Saturday, June 23, 2012

who is Carson McCullers?

What a strange and comforting insidiousness -- imagining that I 'know' someone, that I can put that knowledge on some well-kept bookshelf in the mind and take it down as the need arises. It's not a big deal, I guess, but it is a bit odd.

Carson McCullers ©Adam Fisher
I was thinking this yesterday in regards to artists, but I suppose it is true for anyone ... anyone at all. With artists, the summing up comes with a creeping near-certainty that because I know the paintings or novels or music, I therefore know the person ... a person I have never met and yet might like to ... or would definitely not like to.

The immediate cause for chewing this particular mental cud was skimming through an old photo album my mother had once compiled. There were pictures of various people and among them was Carson McCullers. Known as a very good writer at a time when reading was in vogue, I had only known her as a childhood vision ... a person I thought to steer clear of at the age of six or seven or whenever my mother introduced me to her.

Kids know stuff and what I knew was that this was not a person I wanted to be around ... too intense, too dangerous, too haunted and, like all kid-perceptions, too uninterested in me. What did I know of her ghosts? I did not know the word "neurotic" at the time ... but I knew my gut much as anyone might know their gut and hence concoct a 'knowing' that slipped up onto my mental book shelf.

Only later would I read the books, sense the beauty, and be thankful for the ghosts I had never known as a child and could never possibly know, even as an adult. Carson McCullers is a 'gifted writer,' the intellect says in a smug abbreviation that allows me to move on to other, more important things, things closer at hand.

Carson McCullers ©Adam Fisher
The writing, the paintings, the music or, in a wider sense, the thoughts and words and deeds of any friend, acquaintance or enemy. And through it all, the sense that I know something and that something is a true -- or at least true-ish -- appreciation.

I know....

And yet the closer anyone comes to what is loved or hated or excites some jet of interest ... closer and closer and more and more detailed and more and more nuanced ... the closer anyone comes, the more apparent the truth also becomes: What I know is really too smug and careless by half. It is what I don't know that is vast and endless and, perhaps, too frightening to behold.

And what is true for 'others' is also true for me -- the reflection in the bathroom mirror, the one nearest and dearest to my heart, the one about whom I may claim to know the most. No matter how hard I may put this person up on a convenient bookshelf, no matter how wily I may be in asserting thoughts and emotions and beliefs and loves and hates ... not matter how much I try to control ... still, it is what I don't know that asserts itself over and over again.
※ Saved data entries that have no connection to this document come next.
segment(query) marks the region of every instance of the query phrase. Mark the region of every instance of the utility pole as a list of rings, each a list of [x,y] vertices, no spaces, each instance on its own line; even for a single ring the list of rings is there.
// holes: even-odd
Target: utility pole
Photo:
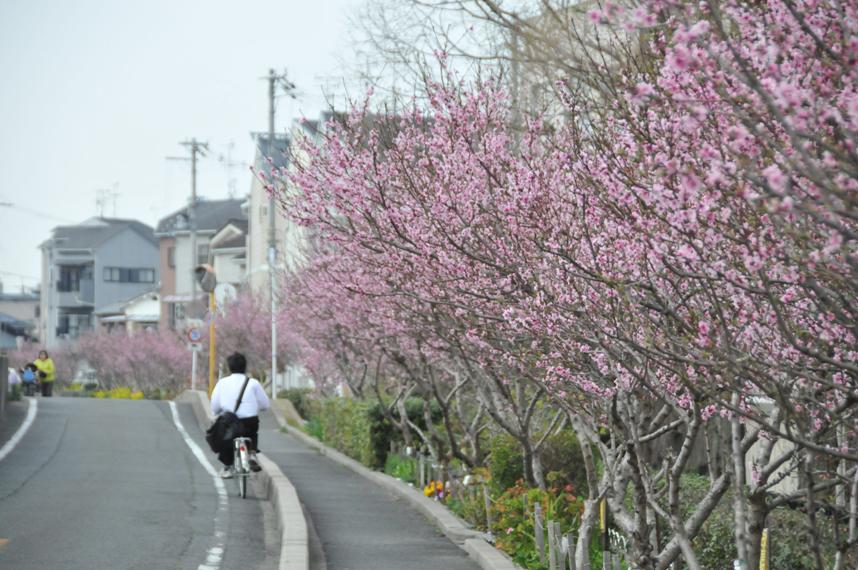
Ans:
[[[286,78],[286,72],[278,75],[273,69],[268,70],[268,155],[274,158],[274,112],[278,83],[289,96],[294,96],[295,85]],[[268,197],[268,284],[271,294],[271,398],[277,399],[277,296],[275,267],[277,265],[277,235],[274,231],[274,193]]]
[[[197,266],[197,155],[205,156],[208,143],[192,138],[179,143],[191,150],[191,201],[188,204],[188,226],[191,233],[191,271]],[[191,305],[197,300],[197,280],[191,279]]]
[[[191,199],[188,202],[188,230],[191,235],[191,272],[197,267],[197,156],[205,156],[209,149],[208,143],[199,142],[192,138],[179,143],[184,147],[188,147],[191,151]],[[168,160],[189,160],[185,157],[168,156]],[[191,301],[188,307],[193,308],[197,300],[197,279],[196,275],[191,276]],[[187,311],[185,318],[188,318]],[[197,351],[191,351],[191,387],[196,387],[197,383]]]

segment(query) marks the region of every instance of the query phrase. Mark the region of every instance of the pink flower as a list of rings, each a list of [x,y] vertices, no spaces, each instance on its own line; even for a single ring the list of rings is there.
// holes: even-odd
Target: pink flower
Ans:
[[[777,164],[772,164],[771,166],[763,169],[763,176],[775,193],[784,193],[788,178],[784,175]]]

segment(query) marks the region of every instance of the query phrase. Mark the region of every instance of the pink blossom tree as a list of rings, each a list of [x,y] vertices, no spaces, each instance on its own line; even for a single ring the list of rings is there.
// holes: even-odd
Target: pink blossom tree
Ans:
[[[572,120],[519,131],[502,91],[449,77],[428,108],[358,107],[306,149],[286,206],[329,245],[296,280],[295,322],[352,381],[385,358],[425,397],[472,388],[525,449],[550,397],[596,454],[579,563],[607,497],[639,567],[699,567],[692,540],[732,486],[740,560],[800,498],[820,568],[818,508],[849,521],[842,568],[858,538],[853,8],[651,2],[593,21],[652,38],[640,58],[657,65],[593,62],[610,105],[570,96]],[[710,486],[689,515],[701,442]]]

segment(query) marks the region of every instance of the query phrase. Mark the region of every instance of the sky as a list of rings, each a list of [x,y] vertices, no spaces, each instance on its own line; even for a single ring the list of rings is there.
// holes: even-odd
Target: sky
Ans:
[[[361,0],[0,0],[0,280],[36,285],[40,243],[103,213],[151,226],[190,196],[180,142],[206,141],[197,192],[250,189],[251,132],[317,117]],[[230,166],[230,163],[233,163]],[[99,190],[115,192],[103,210]],[[9,205],[11,204],[11,205]]]

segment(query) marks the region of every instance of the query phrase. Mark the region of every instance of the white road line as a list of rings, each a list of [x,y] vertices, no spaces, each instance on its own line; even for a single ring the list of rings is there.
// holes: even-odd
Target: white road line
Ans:
[[[226,532],[228,528],[227,516],[229,515],[229,497],[226,494],[226,486],[223,484],[223,479],[220,478],[217,470],[212,466],[211,462],[209,462],[206,454],[203,453],[200,446],[191,439],[190,435],[188,435],[188,432],[185,430],[185,426],[182,425],[182,421],[179,419],[179,411],[176,408],[175,402],[170,402],[170,411],[173,413],[173,423],[176,424],[176,429],[179,430],[179,433],[182,435],[185,443],[191,448],[191,453],[193,453],[194,457],[197,458],[197,461],[202,464],[203,469],[212,476],[215,489],[217,490],[218,505],[217,512],[215,513],[215,533],[213,541],[206,552],[205,563],[200,564],[197,567],[197,570],[217,570],[220,568],[221,561],[223,561],[223,552],[226,546]]]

I may look myself squarely in the eye and yet when push comes to shove, is it what I know or what I don't know that carries the day, that skips just out of reach, that refuses to sit idly on a bookshelf in the mind.

Carson McCullers ©Adam Fisher
I think that maybe the whole matter is just a matter of getting used to and even enjoying this not knowing ... not knowing me, not knowing you, not knowing Carson McCullers, not knowing what I may claim to know so much about.

It's not a big deal ... it's just easier that way. Imagine -- if you know, then things stop, but when you don't know, anything is possible. Religion, philosophy, psychology ... never mind those stop-gap measures. Never mind and slip into something more comfortable. Grab your popcorn and enjoy the show ... after all, it's all there for your enjoyment.

Who is Carson McCullers?

Woo-hoo ... right?

PS. I put a copyright on these pictures because a book publisher once used a picture my mother had taken of Truman Capote as a book cover ... and never gave her a nod, much less a check. I don't expect either, but I do want any pirates to consider whose gold they are appropriating.


  1. I am very interested in these photos of McCullers, which I've never seen before. Maybe I should know, but I do not: Who is your mother? Cathy Fussell, Recently Retired Director, Columbus State University's Carson McCullers Center for Writers and Musicians, Columbus, Georgia (Carson's hometown).

  2. I think I figured it out. Your mother must be Helen Eustis. Right? My e-mail is if you would rather communicate directly.

  3. Cathy -- You are a good sleuth and right on the money. My mother, Helen Eustis, hung out with a lot of very talented and probably significantly crazy people at one time... not that she was arrogant enough to exclude herself from the 'crazy' designation. :)

  4. Nice photos. I read The Heart is a Lonely Hunter last year and liked it very much. Was surprised to learn how young she was when it was written.